Juan Linz hat die freundliche Form der Trennung von Kirche und Staat als Gegenpol zur politischen Religion postuliert, beschreibt aber die feindliche Form der Trennung von Kirche und Staat als Übergang zur politischen Religion, wie sie im Totalitarismus zu finden ist.

Absolute Loyalität

Loyalität gegenüber dem Staat oder der politischen Partei und die Akzeptanz der Regierungs-/Partei-Ideologie stehen an erster Stelle. Andersdenkende können ausgeschlossen, geächtet, diskriminiert, inhaftiert, „umerzogen“ oder getötet werden. Loyalitätseide oder die Mitgliedschaft in einer vorherrschenden (oder einzigen) politischen Partei können für eine Anstellung, die Inanspruchnahme staatlicher Dienstleistungen oder einfach als Routine verlangt werden. Kritik an der Regierung kann ein schweres Verbrechen sein. Die Vollstreckung kann von der Ächtung durch die Nachbarn bis zur Hinrichtung reichen. In einer politischen Religion ist man entweder für oder gegen das System.

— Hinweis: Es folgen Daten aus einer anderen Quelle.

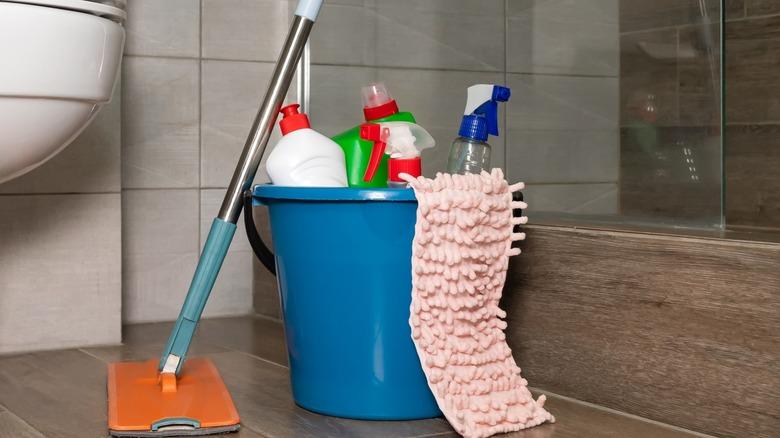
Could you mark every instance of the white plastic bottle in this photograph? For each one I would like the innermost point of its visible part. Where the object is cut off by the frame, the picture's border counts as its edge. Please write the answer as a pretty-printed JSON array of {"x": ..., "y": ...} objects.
[{"x": 304, "y": 157}]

PersönlichkeitskultBearbeiten

Hauptartikel: Personenkult

Eine politische Religion erhebt ihre Führer oft in einen fast gottähnlichen Status. Die Darstellung der Führer in Form von Plakaten oder Statuen kann in öffentlichen Bereichen und sogar in Privathäusern vorgeschrieben sein. Kinder müssen möglicherweise in der Schule die staatliche Version der Biografien der Führer lernen.